6. Rule 144. SEC Rule 144 imposes a series of restrictions upon the sale of Company common stock by affiliates of the Company, which include our directors and executive officers. These restrictions may be summarized as follows:
• Volume Limitations. Total sales of Company common stock by a covered individual for any 3-month period may not exceed the greater of: (i) 1% of the total number of outstanding shares of Company common stock, as reflected in the most recent report or statement published by the Company, or (ii) the average weekly reported volume of such shares traded during the 4 calendar weeks preceding the filing of the requisite Form 144 Notice.
• Method of Sale. The shares must be sold either in a “broker’s transaction” or in a transaction directly with a “market maker.” A “broker’s transaction” is one in which the broker does no more than execute the sale order and receive the usual and customary commission. Neither the broker nor the selling officer or director can solicit or arrange for the sale order. In addition, the selling officer or board member must not pay any fee or commission other than to the broker. A “market maker” includes a specialist permitted to act as a dealer, a dealer acting in the position of a block positioner, and a dealer who holds itself out as being willing to buy and sell Company common stock for their own account on a regular and continuous basis.
• Notice of Proposed Sale. A notice of the sale (the Form 144 Notice) must be filed with the SEC at the time of the sale. Stockbrokers generally have internal procedures for executing sales under Rule 144 and will assist you in completing the Form 144 Notice and in complying with the other requirements of Rule 144.
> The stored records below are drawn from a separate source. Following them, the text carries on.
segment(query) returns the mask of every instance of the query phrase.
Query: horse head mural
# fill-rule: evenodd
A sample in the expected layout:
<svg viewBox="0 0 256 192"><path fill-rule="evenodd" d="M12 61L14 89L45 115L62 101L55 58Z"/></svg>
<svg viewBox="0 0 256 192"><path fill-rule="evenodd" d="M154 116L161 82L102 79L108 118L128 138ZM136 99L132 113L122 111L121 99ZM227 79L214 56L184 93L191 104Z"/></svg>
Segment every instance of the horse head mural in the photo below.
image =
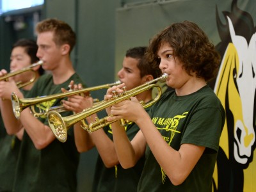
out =
<svg viewBox="0 0 256 192"><path fill-rule="evenodd" d="M237 8L236 0L231 10L223 12L227 22L223 24L216 8L221 39L216 49L222 61L214 92L227 119L214 175L214 191L244 191L244 180L256 185L252 175L244 173L250 170L255 148L255 28L252 16Z"/></svg>

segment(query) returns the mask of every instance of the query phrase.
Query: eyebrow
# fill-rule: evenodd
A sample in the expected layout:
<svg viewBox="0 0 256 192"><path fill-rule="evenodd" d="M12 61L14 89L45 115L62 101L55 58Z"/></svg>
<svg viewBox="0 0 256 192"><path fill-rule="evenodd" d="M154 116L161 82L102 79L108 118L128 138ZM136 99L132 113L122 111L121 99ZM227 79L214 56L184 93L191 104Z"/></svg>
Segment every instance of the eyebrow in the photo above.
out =
<svg viewBox="0 0 256 192"><path fill-rule="evenodd" d="M160 53L160 55L161 55L161 54L165 54L166 52L169 52L169 51L171 51L171 52L172 52L172 54L173 53L173 49L167 49L167 50L164 51L163 52L161 52ZM157 56L159 56L159 54L158 54L158 52L157 52Z"/></svg>

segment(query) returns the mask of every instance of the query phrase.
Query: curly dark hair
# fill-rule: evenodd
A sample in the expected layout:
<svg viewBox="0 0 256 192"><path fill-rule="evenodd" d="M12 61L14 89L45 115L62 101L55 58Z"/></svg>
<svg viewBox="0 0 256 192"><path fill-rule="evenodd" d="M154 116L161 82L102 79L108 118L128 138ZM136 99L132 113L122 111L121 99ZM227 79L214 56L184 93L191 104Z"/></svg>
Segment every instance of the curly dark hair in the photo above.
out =
<svg viewBox="0 0 256 192"><path fill-rule="evenodd" d="M160 46L168 43L173 48L173 55L183 63L189 75L206 81L214 78L220 65L220 56L205 33L195 23L185 20L175 23L156 35L150 41L145 54L148 62L159 65L157 52Z"/></svg>
<svg viewBox="0 0 256 192"><path fill-rule="evenodd" d="M145 59L147 47L135 47L126 51L125 56L138 60L139 61L137 67L140 72L140 77L152 75L154 79L159 77L162 74L159 67L157 65L150 65Z"/></svg>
7. Ultimate Responsibility is Yours. Although the Company offers to assist its §16 Filers to help them comply with the §16 rules, it remains your obligation to see that your filings are accurate and made on time, and that you have no §16(b) or Rule 10b-5 insider trading liability. The Company cannot assume any legal responsibility in this regard. Under the law, if a filing is missed, you are personally responsible, notwithstanding that the Company has undertaken to prepare a required
form. Please do not hesitate to call the General Counsel if you have any questions about any proposed transaction, the §16 reporting requirements generally, or regarding any particular transaction.
8. Restrictions on Selling Company Securities Acquired Upon the Vesting of Stock Awards – Applicable to Executive Officers. The Company’s executive officers are generally restricted from selling Company Securities acquired upon the vesting of stock awards until they are in compliance with the Company’s executive officer stock ownership guidelines.